Compartilhar via

Casting from one interface to another...

  • Artigo

A co-worker came by to ask what he thought was a coding "style" question that turned into a correctness issue, and I thought I'd share it.

 

Someone had defined two COM interfaces:

interface IFoo : IUnknown
{
    HRESULT FooMethod1();
    HRESULT FooMethod2();
}

They also had a factory interface IBar which had a method HRESULT GetFoo(IFoo **ppFoo).

 

As a result of new work, the team that owned IFoo wanted to extend IFoo.  To do this, they defined a new interface, IFoo2 that inherited from IFoo:

interface IFoo2 : IFoo
{
    HRESULT Foo2Method1();
    HRESULT Foo2Method2();
}

The team that owned IFoo (and IBar) decided that they didn't want to change the IBar interface to add a GetFoo2 method, feeling that the GetFoo method was "good enough".

My co-worker wanted to call GetFoo and cast the resulting IFoo object into an IFoo2 object (he knew that the IFoo he got was always going to be an IFoo2).  He was worried about the stylistic implications of doing the cast.

 

The problem with doing this turns out not to be a style issue, but instead to be correctness issue.  Here's the problem.

Somewhere under the covers, there's a class CFoo that implements IFoo and IFoo2.  This is the object that will be returned by the IBar::GetFoo method.

When the compiler lays out this object, the compiler will lay out the data for the class as follows:

1 CFoo vtable
2 IFoo vtable with 1*sizeof(void *) adjustor thunk
3 IFoo2 vtable with 2*sizeof(void *) adjustor thunk
4 CFoo member variable 1 storage
5 CFoo member variable 2 storage
6 :
: :

When IBar::GetFoo returns, it returns a pointer to the 2nd element of the class (the adjustor thunk will ensure that the right thing happens when you call into the member functions).

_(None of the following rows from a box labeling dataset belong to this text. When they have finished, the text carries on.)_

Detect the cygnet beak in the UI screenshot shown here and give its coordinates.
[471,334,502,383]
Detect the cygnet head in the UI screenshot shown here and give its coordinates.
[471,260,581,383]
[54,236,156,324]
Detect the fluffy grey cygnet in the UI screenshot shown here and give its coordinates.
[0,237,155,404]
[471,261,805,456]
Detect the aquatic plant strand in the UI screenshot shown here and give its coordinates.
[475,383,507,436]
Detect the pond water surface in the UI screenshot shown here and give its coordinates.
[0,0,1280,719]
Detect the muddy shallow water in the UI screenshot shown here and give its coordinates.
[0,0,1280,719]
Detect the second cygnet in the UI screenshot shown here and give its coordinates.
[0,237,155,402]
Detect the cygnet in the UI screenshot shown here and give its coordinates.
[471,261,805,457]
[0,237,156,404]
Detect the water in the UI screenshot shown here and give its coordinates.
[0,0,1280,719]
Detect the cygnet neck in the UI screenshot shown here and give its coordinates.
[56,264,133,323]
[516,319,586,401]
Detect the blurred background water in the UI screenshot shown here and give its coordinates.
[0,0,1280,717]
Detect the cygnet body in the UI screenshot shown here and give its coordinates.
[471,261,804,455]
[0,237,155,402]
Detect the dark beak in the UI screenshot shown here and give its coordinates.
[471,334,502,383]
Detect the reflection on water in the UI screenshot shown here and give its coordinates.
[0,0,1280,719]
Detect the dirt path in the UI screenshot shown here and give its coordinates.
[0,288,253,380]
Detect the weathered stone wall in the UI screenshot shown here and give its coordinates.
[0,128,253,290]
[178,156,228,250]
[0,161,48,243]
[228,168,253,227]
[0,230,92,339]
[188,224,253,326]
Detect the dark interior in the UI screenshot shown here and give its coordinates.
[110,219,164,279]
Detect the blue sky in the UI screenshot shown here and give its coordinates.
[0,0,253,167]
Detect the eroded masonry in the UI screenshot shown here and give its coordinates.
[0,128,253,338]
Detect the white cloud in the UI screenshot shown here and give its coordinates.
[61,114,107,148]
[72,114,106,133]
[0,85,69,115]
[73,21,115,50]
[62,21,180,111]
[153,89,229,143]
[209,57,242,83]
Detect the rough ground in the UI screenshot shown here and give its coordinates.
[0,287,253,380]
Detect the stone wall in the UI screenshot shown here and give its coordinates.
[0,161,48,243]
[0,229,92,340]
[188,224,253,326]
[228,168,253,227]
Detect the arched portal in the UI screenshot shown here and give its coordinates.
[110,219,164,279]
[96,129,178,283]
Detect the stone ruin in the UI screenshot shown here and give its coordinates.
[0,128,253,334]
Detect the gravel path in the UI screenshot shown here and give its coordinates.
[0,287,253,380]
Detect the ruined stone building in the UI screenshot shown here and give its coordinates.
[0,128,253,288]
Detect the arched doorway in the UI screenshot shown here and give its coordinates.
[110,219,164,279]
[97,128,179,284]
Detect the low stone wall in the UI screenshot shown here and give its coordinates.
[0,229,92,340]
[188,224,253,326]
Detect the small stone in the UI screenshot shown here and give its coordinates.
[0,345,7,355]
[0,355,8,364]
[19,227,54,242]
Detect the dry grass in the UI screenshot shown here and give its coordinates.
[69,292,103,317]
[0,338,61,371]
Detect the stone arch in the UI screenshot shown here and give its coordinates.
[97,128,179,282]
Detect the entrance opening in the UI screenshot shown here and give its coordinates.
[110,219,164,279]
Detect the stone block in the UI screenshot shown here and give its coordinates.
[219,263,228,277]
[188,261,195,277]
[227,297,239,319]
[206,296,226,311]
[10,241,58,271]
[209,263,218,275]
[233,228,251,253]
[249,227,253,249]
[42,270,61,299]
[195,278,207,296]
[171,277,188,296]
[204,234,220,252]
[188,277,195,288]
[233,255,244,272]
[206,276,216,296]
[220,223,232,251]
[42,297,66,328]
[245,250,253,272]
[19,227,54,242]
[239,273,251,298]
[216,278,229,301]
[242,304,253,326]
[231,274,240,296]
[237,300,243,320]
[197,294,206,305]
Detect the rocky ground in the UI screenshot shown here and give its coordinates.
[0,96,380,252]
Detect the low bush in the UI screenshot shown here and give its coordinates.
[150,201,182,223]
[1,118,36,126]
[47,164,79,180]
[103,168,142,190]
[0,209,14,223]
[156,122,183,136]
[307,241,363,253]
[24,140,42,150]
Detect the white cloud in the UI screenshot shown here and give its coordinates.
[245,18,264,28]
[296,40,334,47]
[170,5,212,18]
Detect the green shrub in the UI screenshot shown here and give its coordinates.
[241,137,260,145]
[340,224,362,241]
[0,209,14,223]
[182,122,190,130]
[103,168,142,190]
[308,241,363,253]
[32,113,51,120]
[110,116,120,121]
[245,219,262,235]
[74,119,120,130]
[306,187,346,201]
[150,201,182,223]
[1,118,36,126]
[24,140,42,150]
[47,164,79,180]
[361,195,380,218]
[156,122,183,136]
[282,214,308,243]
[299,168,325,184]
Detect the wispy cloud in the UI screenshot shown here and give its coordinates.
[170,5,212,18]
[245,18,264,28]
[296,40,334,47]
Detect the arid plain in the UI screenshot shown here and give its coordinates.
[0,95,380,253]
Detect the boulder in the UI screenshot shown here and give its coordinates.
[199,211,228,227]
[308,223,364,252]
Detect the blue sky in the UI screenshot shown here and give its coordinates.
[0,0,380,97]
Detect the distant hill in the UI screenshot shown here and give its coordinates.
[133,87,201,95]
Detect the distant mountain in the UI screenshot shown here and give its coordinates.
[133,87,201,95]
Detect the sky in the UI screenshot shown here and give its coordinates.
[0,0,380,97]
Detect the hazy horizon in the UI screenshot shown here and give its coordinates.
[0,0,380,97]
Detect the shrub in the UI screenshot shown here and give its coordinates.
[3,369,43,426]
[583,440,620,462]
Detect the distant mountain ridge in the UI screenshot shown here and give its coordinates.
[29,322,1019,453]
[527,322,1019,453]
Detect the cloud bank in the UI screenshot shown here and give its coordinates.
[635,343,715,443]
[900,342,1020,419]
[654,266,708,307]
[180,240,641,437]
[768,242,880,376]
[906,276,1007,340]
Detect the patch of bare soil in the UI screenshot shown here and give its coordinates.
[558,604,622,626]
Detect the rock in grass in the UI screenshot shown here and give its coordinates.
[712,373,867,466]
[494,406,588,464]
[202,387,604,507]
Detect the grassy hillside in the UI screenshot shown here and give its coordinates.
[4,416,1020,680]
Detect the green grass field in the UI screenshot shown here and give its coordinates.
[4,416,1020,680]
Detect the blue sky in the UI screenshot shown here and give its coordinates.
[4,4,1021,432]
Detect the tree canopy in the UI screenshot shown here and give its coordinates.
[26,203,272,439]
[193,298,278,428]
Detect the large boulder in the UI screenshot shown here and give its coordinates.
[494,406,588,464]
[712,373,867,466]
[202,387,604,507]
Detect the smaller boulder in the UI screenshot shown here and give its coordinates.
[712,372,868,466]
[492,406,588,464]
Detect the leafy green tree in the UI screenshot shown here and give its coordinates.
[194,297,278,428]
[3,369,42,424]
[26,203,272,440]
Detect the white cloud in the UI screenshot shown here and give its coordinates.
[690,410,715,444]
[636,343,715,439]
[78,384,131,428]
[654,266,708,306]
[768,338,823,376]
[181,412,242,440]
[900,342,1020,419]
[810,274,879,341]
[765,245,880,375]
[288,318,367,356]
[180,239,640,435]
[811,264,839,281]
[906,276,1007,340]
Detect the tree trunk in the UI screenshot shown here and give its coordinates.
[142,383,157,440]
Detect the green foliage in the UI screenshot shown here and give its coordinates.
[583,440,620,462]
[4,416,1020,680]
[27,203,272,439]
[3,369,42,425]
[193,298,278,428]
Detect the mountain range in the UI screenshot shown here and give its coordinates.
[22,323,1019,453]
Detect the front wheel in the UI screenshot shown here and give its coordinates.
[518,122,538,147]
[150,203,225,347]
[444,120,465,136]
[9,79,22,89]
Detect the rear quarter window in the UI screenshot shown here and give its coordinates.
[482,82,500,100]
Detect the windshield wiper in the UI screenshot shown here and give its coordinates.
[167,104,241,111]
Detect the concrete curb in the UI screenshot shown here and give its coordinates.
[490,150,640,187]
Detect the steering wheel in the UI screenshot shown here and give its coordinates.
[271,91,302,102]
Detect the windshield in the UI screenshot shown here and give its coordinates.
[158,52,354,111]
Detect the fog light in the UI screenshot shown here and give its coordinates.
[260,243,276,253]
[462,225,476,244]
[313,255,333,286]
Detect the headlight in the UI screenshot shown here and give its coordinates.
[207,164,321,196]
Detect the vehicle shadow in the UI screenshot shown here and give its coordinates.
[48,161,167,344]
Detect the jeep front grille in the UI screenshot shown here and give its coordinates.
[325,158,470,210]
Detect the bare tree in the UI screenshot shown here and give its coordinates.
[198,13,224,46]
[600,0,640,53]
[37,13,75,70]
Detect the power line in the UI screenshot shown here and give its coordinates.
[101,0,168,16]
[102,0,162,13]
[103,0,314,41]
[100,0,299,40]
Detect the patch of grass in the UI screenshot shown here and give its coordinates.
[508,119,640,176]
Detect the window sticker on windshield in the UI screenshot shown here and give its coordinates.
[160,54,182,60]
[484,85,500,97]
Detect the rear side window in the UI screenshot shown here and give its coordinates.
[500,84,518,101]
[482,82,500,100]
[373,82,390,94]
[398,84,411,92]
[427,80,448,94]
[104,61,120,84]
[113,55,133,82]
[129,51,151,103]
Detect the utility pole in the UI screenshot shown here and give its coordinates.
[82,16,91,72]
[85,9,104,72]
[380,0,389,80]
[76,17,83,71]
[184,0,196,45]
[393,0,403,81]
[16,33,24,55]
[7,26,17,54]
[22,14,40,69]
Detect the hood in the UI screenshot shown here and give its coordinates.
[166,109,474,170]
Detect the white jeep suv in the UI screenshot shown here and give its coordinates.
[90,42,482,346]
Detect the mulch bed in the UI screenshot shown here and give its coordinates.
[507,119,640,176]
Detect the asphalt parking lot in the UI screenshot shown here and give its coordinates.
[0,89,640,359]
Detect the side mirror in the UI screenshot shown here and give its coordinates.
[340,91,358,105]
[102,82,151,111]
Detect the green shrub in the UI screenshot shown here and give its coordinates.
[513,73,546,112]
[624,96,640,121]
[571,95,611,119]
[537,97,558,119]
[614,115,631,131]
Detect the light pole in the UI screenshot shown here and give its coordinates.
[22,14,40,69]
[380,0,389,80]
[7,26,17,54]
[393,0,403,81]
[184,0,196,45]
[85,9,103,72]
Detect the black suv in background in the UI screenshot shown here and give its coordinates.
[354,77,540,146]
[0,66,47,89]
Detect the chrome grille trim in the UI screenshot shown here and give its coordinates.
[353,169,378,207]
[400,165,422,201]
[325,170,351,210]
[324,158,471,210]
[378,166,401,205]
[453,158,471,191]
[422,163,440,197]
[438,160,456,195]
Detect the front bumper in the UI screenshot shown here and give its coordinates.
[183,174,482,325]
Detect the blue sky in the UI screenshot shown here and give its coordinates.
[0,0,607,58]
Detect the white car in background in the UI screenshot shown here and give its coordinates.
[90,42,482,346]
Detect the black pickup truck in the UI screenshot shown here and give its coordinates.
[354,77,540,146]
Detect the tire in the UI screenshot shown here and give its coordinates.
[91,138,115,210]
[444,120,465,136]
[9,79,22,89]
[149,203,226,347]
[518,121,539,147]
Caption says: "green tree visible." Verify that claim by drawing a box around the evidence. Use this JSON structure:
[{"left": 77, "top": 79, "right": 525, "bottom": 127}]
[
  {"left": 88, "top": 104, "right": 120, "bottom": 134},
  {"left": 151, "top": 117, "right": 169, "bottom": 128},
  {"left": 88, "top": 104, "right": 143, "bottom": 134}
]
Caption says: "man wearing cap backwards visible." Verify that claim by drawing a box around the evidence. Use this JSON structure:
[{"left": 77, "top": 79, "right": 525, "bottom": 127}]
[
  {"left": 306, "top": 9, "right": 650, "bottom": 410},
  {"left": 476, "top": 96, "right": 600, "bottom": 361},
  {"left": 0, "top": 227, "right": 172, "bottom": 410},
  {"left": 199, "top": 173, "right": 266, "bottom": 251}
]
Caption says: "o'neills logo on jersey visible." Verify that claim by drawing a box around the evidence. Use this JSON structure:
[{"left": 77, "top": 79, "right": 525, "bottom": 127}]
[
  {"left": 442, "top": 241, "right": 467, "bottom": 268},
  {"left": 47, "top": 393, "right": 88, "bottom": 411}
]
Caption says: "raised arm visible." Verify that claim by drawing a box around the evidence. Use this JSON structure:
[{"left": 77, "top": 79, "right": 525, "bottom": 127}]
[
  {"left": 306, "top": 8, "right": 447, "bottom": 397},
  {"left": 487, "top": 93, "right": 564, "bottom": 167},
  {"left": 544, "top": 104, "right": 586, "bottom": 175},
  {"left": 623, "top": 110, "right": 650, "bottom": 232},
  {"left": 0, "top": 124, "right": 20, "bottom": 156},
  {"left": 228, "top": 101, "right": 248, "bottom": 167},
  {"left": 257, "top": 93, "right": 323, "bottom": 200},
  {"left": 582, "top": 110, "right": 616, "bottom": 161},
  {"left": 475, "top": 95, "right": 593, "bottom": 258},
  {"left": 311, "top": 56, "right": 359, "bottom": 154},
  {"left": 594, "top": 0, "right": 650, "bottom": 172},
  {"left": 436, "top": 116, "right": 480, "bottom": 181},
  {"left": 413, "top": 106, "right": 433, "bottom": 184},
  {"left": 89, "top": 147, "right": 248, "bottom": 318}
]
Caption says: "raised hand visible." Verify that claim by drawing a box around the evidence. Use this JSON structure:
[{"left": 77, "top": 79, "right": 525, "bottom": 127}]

The IFoo vtable is laid out in memory like this:

1 QueryInterface()
2 AddRef()
3 Release()
4 FooMethod1()
5 FooMethod2()

The IFoo2 vtable on the other hand is laid out in memory like this:

1 QueryInterface()
2 AddRef()
3 Release()
4 FooMethod1()
5 FooMethod2()
6 Foo2Method1()
7 Foo2Method2()

When the caller calls into a method on IFoo, the compiler will index into the vtable to find the pointer to the code that implements the specified method.  By casting from an IFoo to an IFoo2, my co-worker was telling the compiler "I know that this thing is also an IFoo2, so you should act like the vtable is really an IFoo2 vtable.

 

The first time that he called into Foo2Method1 or Foo2Method2 using this mechanism, if he was lucky, his code would crash.  If he was unlucky (and the random chunk of memory sitting at the end of the vtable for IFoo happened to be code that matched the function signature of Foo2Method2, he would simply corrupt memory.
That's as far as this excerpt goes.